January 18, 2017 — 10:20 pm
Comments: 7
Lookit this fine lady

Ride a cock-horse to Banbury Cross,
To see a fine lady upon a white horse;
Rings on her fingers and bells on her toes,
And she shall have music wherever she goes.
There were three Banbury crosses, all destroyed by the Puritans. So I’ve read. Banburians put up another one in Victorian times, in honour of Princess Victoria (the old lady’s first child).
But this Fine Lady, believe it or not, is a modern commission. 2008. And she’s a very fine bit of civic sculpture, at that. It’s bronze, but I don’t know by what process makes it look whitish instead of the usual brown/green.
Yes, she has rings on her fingers and bells on her toes. If you go poking around Google, you can find closeups of several details. It’s full of pagan-y, hippie symbolism:
Spring Flowers: The Fine Lady wears a crown of thirteen (the ancient months of the year) spring flowers, alternating daffodils and wild roses. Hidden among the flowers you can spot two butterflies and a moth.
The bells on her feet are interpreted as both musical bells and by seven bluebells, (representing the days of the week) on her toes and she drops petals from her raised left hand.
The raised left arm not only balances the raised right leg of the horse, it represents the creative side of the brain while the right arm holds the reins showing motor control.
The frog represents metamorphosis, the cycle of nature and community.
The other symbol to look for is the Sun, which has been a symbol of Banbury since the sixteenth century.
But the whole thing is so beautifully modeled, I do not care.

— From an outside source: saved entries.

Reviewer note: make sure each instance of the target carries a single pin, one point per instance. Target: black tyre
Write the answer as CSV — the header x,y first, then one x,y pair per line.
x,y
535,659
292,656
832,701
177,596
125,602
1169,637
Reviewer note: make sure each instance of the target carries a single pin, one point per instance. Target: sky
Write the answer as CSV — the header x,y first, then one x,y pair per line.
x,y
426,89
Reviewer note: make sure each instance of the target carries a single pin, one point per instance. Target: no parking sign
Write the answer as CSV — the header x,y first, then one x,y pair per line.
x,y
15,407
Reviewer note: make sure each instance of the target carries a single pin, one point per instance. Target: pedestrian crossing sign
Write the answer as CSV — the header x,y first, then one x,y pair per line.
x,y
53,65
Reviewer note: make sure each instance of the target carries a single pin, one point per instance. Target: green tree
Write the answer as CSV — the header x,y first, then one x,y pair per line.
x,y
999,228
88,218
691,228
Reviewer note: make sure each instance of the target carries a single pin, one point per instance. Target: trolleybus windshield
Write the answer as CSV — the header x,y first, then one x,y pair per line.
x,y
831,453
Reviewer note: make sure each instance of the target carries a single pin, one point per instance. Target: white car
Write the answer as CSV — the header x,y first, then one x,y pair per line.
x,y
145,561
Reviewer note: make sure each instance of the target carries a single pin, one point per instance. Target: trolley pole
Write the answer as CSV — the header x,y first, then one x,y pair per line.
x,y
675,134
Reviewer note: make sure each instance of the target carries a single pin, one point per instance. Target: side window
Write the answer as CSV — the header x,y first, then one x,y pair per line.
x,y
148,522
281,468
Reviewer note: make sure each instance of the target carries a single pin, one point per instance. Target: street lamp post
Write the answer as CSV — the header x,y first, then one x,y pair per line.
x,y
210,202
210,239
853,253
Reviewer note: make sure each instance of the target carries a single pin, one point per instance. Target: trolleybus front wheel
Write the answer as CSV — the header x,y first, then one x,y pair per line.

I bitch lots about ugly public sculpture; it’s nice to see something so well done.
January 4, 2017 — 9:55 pm
Comments: 14
Be part of a crowd (maybe)

This came across my desk today. It’s a map of the 1,100 known wrecks along the South Coast of England between 1914 and 1918.
Whoa.
It speaks to the brutal efficacy of the u-boat blockade that very nearly starved Britain in the Great War.
The Maritime Archaeology Trust has gotten a grant to work with diving clubs to crowd-research identifying some of these wrecks from the bzillions of artefacts they’ve brought up. I haven’t looked at the particulars, so I don’t know if it’s something a Yank might be permitted to join from the comfort of his favorite armchair.

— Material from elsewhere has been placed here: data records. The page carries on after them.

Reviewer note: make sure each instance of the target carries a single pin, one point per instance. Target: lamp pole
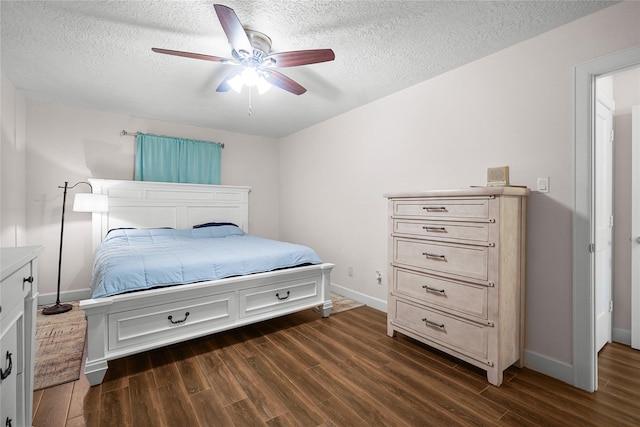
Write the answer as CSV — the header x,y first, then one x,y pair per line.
x,y
62,308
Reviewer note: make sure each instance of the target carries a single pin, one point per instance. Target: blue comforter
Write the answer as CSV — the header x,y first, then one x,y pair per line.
x,y
136,259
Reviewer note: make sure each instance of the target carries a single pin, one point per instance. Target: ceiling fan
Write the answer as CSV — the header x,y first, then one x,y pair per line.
x,y
252,51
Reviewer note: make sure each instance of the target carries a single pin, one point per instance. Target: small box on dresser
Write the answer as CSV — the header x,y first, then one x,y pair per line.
x,y
18,301
457,273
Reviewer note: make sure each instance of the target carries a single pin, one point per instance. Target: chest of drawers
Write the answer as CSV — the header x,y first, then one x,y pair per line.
x,y
457,273
18,300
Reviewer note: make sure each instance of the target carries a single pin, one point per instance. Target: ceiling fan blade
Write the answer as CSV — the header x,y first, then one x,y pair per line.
x,y
283,82
233,29
301,57
191,55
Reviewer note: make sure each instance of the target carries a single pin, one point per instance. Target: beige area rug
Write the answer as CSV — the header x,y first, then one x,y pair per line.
x,y
341,303
60,344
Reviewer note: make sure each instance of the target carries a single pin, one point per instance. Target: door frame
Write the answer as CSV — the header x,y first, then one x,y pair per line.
x,y
635,227
585,366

The project’s main website is here (the site is well worth a browse even if you don’t want to participate).
If you just want to look at cool pictures, the Maritime Archaeology Trust’s Sketchfab site is here. Sketchfab is for 3D, so you can make their models go ’round and ’round.
RimrockR wins the dick! John Glenn dead at 95. What say ye — is there time to queue up another Dead Pool for tomorrow, or would you feel rushed?
The ‘ayes’ have it — new Dead Pool Round 92. Tomorrow. 6WBT. Be here!
December 8, 2016 — 8:50 pm
Comments: 18
I shall call him…Channy

Engineers working for Scottish Power found this submarine in the North Channel off the coast of Scotland, and they weren’t even looking for it. It’s near a place called Stranraer (Elmer Fudd couldn’t hitchhike to here if his life depended on it).
It’s either UB-85 or its sister boat UB-82 – apparently, with the paintjob worn off, it would be impossible to tell the difference. Both were WWI wrecks. Everyone’s hoping it’s UB-85, because that one was scuttled by a sea monster. Okay, scuttled by the British Navy after the German crew surrendered, but it had been unable to dive because of sea monster damage.
The German captain described it thusly: “large eyes, set in a horny sort of skull. It had a small head, but with teeth that could be seen glistening in the moonlight”.
All the officers emptied their sidearms into it and it swam away, but it had damaged the forward deck plating so they couldn’t submerge. They had to float around waiting for the inevitable. The Royal Navy scooped up the crew and sank the u-boat, apparently without examining it first. I don’t suppose there’s anything left to see now.
I had a poke around, but the story just came out today and that’s all there is to it so far.